Myeloma patients are a large population, and it is likely there is a role for each of these options, given that each class of agents offers different advantages and disadvantages. Understanding when to use which type of BCMA-targeted agent will be based on the availability, AE profiles, and patient preferences. .
The possibility of sequencing of BCMA‑targeting agents is another interesting debate in myeloma management currently. It is important to remember that patients who progress on one BCMA-targeted therapy may remain eligible for another. In the KarMMa study, a small percentage of patients progressing on CAR T-cell therapy showed BCMA loss,13 but many patients retain BCMA expression on their plasma cells despite relapse and may still be eligible for a different CAR T‑cell therapy or bispecific therapy, or changing therapy altogether. Ongoing studies of BCMA-targeted therapy are also including cohorts with prior BCMA-targeted therapy exposure and, hopefully, these data will help answer the question of how we can sequence these agents effectively. For example, the MagnetisMM-1 trial with elranatamab included people with prior BCMA exposure and showed response in this population.36 I commend the investigators for permitting enrollment of these patients, because it allows us to see if there is potential for sequential anti‑BCMA therapy. Of course, there are also ongoing trials with agents for other MM targets, but hopefully we are going to get some mileage from targeting BCMA alone.
There also has been interest in measuring soluble BCMA as a biomarker for patients with MM. We know that soluble BCMA is a reflection of disease burden. We know that administration of a γ-secretase inhibitor to a patient with MM decreases soluble BCMA because surface binding increases. Whether the amount of soluble BCMA can predict outcomes for patients is less clear. It can be used as a reflection of B‑cells returning, but whether those are malignant B‑cells in a relapse or normal healthy B‑cells has yet to be determined and may even be patient specific.
Right now, some think that increasing levels of soluble BCMA may be most useful as an early biomarker of progression, so if assays can be improved, I think this will be another way for us to detect if patients are progressing.
The studies we discussed today show that targeting BCMA is an effective way to eliminate malignant plasma cells. We have unprecedented phase I and II data of single agent therapy for patients with heavily pretreated R/R MM, yielding response rates as high as 98% (in the case of ciltacabtagene autoleucel). The long-term duration of response with these agents is unclear so far and we are excited to see longer‑term data in the future.

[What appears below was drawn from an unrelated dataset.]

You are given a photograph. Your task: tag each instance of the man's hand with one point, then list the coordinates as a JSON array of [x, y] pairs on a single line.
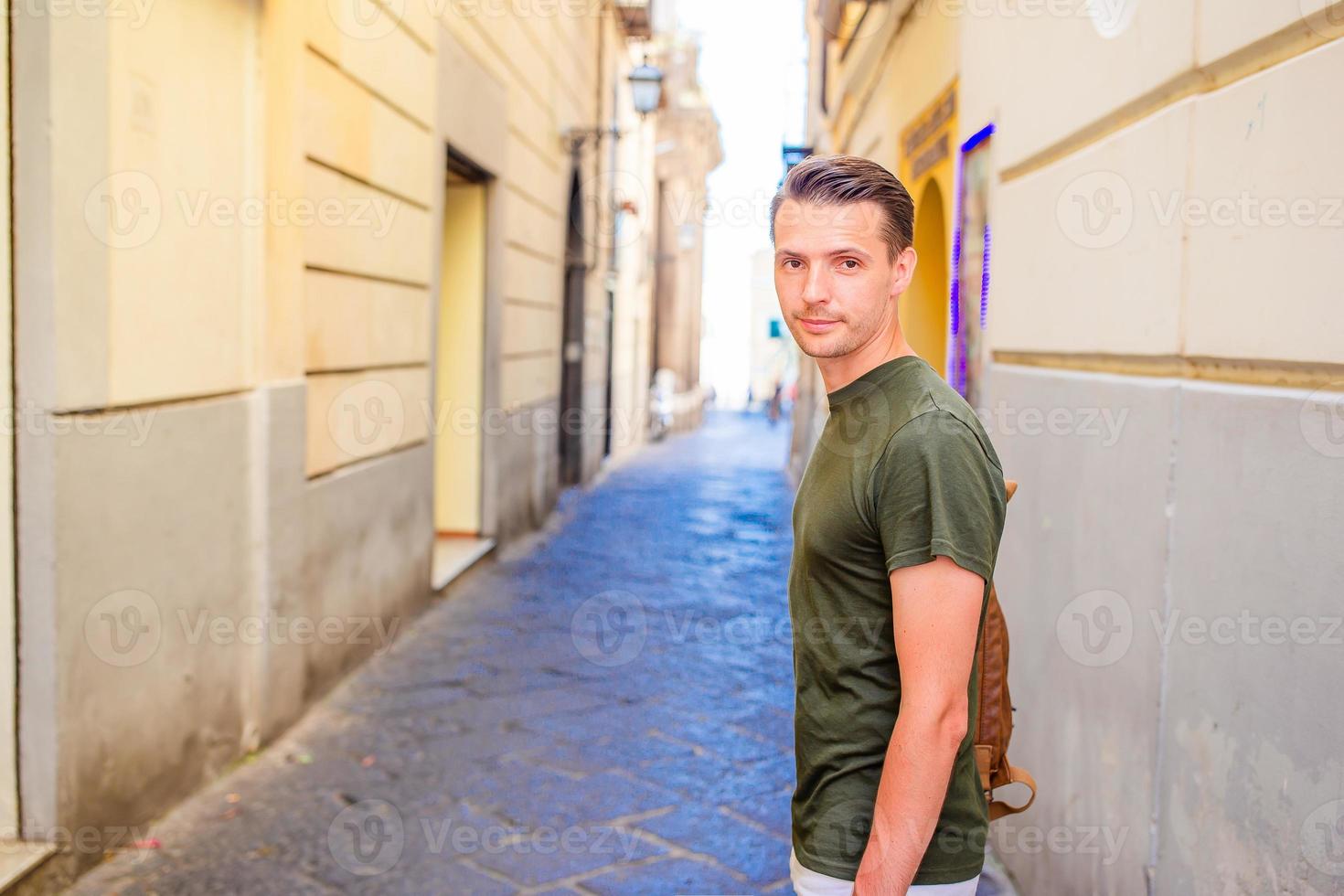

One of the next steps for BCMA-targeted agents is to bring these therapies forward in the treatment course. Combining these BCMA-targeted immunotherapies with other anti-myeloma treatments to reach the goal of steroid independence is attractive to patients and using these approaches in earlier lines of therapy can eliminate the worry of having exhausted T‑cells in heavily pretreated disease. We are also exploring novel targets beyond BCMA, including GPRC5D, FcRH5, and other therapies, targets, and sequences with a view to optimizing therapy for myeloma patients and sustain disease control.